Walking through the enormous exhibition hall, which contained over 500 exhibits for the 5,000+ attendees, a lesson in conference exhibiting was on display. The visual appeal of many of the booths was stunning and the giveaways were very generous. Many of the exhibitors represented convention centers, cities, and popular hotel chains. An attendee tried to sum it up simply for me “it is the conference for meeting planners”. But it’s actually more than that. The conference is attended by all types of executives within an association.
This conference is one of the most sought after conferences in the country. A city hosting the conference sees it as an investment for potential future conference bids from a variety of associations. Nashville lived up to its promise. The new Music City Center was impressive, with large rooms, new features, and in a great location in downtown Nashville. The conference organizers made sure to fill the evening events with performances from many famous Nashville singers (such as Dierks Bentley, Phil Vassar and even a special performance from Lady Antebellum for an additional fee).

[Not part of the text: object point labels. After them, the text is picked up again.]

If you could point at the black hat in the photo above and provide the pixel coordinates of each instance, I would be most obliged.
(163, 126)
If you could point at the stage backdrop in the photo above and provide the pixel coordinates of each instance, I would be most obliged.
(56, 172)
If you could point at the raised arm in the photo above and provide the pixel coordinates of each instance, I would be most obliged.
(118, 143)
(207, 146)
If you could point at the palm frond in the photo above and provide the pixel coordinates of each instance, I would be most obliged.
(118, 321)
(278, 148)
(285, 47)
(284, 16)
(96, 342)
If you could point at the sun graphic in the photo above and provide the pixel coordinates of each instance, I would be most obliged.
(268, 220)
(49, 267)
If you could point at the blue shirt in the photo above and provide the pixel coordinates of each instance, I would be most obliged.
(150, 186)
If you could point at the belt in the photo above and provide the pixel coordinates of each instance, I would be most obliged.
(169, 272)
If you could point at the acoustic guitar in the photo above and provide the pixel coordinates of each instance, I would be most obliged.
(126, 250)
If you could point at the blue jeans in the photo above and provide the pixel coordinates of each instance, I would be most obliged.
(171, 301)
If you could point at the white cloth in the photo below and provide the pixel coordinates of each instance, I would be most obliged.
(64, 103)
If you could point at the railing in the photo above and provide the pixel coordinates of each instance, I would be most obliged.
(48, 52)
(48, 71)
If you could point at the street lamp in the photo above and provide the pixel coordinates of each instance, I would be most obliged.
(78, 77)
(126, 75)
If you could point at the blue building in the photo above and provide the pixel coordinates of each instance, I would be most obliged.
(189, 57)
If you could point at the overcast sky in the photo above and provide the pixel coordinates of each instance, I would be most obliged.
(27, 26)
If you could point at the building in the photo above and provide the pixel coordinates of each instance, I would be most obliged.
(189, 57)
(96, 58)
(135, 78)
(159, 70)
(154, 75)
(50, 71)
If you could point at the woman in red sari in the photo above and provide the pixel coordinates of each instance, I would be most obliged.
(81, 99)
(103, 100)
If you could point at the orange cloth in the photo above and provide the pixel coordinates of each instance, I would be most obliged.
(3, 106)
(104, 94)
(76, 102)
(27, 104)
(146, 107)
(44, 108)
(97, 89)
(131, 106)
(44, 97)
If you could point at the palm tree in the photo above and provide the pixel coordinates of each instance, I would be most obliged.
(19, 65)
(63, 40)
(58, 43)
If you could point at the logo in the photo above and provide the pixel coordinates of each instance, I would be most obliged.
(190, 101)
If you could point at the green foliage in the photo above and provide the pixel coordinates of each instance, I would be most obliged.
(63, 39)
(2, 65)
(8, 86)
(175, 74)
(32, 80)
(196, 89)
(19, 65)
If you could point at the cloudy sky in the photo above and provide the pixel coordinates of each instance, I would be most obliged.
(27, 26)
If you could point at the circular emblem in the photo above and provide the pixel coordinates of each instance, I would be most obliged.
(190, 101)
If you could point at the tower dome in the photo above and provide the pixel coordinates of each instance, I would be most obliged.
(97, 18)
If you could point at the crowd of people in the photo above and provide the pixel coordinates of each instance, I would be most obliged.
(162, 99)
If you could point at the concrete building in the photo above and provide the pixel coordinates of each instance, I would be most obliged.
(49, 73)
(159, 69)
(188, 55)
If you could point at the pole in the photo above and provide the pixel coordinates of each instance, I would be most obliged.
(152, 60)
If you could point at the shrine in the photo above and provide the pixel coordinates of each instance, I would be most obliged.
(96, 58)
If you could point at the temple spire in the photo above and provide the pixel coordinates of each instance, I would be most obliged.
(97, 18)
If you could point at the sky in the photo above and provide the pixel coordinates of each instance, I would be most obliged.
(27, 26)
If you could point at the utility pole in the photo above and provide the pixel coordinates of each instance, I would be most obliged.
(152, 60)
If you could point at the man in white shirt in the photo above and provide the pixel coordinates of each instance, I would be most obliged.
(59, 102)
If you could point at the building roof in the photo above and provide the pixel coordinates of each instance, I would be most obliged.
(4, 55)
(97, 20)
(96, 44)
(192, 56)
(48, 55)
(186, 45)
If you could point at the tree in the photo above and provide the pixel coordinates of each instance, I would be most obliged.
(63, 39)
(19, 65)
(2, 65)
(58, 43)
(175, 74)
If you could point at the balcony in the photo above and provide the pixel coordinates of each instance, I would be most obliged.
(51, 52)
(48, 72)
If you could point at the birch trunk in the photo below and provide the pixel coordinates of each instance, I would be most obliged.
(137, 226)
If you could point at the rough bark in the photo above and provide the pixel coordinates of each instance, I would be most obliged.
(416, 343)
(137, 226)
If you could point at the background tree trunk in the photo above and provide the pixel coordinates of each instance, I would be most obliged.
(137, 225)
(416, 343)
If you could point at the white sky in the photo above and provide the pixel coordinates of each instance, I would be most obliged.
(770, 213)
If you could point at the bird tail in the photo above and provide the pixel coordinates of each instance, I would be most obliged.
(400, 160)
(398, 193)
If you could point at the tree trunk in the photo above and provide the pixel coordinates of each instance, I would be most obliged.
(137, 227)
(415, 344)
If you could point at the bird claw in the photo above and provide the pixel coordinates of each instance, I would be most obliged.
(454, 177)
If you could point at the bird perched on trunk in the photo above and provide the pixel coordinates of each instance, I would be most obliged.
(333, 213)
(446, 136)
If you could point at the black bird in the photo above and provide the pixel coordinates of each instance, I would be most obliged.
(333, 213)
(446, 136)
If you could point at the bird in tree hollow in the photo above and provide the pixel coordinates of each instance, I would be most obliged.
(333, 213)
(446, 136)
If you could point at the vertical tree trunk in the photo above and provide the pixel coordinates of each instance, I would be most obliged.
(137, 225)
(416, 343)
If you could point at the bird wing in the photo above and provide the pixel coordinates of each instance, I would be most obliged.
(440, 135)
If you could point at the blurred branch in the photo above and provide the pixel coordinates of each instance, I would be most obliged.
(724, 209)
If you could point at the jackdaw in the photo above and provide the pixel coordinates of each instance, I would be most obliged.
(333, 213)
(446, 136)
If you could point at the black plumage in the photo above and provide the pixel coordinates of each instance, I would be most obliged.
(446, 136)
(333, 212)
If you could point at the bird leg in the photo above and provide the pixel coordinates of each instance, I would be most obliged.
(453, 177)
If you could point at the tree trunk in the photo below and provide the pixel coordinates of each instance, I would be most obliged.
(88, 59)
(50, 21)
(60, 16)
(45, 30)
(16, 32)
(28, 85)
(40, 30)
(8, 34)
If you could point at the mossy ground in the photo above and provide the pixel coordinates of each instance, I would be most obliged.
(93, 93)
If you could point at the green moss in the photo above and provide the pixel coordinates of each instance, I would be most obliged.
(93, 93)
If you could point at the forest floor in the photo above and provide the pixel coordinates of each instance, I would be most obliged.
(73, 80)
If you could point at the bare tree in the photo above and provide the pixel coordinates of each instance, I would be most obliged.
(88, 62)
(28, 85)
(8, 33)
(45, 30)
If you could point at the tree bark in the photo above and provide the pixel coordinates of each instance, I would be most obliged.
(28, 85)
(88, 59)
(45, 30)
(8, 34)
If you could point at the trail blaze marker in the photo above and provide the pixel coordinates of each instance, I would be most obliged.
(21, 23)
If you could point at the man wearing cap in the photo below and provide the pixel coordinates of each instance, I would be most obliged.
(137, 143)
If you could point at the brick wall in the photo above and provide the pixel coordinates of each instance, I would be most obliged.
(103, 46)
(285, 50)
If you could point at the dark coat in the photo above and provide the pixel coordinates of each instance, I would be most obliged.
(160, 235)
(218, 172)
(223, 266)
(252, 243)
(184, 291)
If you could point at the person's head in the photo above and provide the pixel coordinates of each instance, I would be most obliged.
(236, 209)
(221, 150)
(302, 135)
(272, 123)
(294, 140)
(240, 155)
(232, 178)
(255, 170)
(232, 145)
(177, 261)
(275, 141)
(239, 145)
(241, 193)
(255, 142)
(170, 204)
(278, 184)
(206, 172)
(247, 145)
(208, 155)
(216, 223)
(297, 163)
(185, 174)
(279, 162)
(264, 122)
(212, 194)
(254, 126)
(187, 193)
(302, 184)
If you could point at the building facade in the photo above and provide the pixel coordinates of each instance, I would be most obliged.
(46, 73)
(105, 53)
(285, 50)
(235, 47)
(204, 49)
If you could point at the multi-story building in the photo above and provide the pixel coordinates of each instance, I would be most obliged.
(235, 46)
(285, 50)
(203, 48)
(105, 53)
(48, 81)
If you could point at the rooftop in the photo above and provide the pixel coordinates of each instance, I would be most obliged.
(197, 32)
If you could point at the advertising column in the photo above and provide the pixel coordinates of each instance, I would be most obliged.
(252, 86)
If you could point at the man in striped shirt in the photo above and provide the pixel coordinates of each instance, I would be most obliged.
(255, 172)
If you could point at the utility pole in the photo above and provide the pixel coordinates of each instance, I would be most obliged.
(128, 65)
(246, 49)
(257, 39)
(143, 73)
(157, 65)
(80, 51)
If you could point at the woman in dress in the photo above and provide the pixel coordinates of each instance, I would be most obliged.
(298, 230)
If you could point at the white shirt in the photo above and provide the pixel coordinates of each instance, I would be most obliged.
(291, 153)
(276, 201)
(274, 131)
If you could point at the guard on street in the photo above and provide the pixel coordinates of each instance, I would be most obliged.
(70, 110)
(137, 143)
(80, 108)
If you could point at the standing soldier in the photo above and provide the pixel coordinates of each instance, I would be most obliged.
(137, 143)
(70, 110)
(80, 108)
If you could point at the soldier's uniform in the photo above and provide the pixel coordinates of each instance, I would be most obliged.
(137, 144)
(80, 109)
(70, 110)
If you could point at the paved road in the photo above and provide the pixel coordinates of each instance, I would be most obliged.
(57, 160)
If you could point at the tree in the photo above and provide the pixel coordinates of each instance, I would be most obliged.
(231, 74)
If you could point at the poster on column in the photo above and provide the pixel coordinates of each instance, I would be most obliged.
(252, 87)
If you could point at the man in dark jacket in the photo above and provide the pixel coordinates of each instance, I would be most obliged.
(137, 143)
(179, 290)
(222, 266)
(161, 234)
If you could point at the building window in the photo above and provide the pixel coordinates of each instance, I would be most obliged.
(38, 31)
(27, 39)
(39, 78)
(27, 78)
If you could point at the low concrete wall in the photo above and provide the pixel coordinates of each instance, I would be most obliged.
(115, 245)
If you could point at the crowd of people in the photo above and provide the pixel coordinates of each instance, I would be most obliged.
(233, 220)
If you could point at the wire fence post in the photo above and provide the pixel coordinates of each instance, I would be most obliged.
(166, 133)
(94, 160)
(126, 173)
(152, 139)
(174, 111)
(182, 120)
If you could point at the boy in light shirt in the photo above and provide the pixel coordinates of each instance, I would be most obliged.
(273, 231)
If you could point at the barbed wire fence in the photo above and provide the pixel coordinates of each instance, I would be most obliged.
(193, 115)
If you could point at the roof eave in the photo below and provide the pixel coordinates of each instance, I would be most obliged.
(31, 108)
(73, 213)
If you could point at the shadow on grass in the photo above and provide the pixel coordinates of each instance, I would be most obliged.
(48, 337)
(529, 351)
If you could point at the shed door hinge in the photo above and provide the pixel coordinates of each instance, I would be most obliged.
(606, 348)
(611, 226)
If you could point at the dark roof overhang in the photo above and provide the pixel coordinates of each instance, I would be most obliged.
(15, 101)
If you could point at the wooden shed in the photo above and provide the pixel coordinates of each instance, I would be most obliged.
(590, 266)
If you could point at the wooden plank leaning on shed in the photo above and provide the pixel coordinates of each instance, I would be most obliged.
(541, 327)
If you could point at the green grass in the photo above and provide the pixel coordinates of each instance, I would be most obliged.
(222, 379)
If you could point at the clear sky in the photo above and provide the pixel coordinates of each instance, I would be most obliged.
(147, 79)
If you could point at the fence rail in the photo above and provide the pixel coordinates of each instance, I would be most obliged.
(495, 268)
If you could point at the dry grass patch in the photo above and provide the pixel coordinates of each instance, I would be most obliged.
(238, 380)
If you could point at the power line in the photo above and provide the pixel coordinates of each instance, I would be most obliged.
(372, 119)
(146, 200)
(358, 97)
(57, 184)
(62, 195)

But the real ASAE experience came during the day, when we were able to meet with conference attendees, attend learning labs, and visit the exhibition hall. It was interesting to hear the common themes of our market research industry brought up within a different context. Many of the presenters had done their own pieces of research. They spoke of sample, base sizes, and representivity. Not all of the presentations had research, but a good amount of them did. Many of the challenges our industry faces were also common topics during the conference, such as big data, customer retention, and the shorter attention spans.
I had the pleasure of presenting alongside of Patrick Glaser from McKinley Advisors and Curtis Nunley, CAE from the American Society of Civil Engineers. We presented on a joint piece of research that has been in the works for over a year. The research included a MaxDiff exercise to uncover what benefits are truly important to business professionals when deciding whether or not to join an association. When asked what one word comes to mind when they think of professional associations, our survey participants were most likely to say “networking”, but our MaxDiff exercise showed that “expert advice” mattered most to participants. Curtis replicated this study among his association members and compared and contrasted the results during the presentation. It was a great all around experience.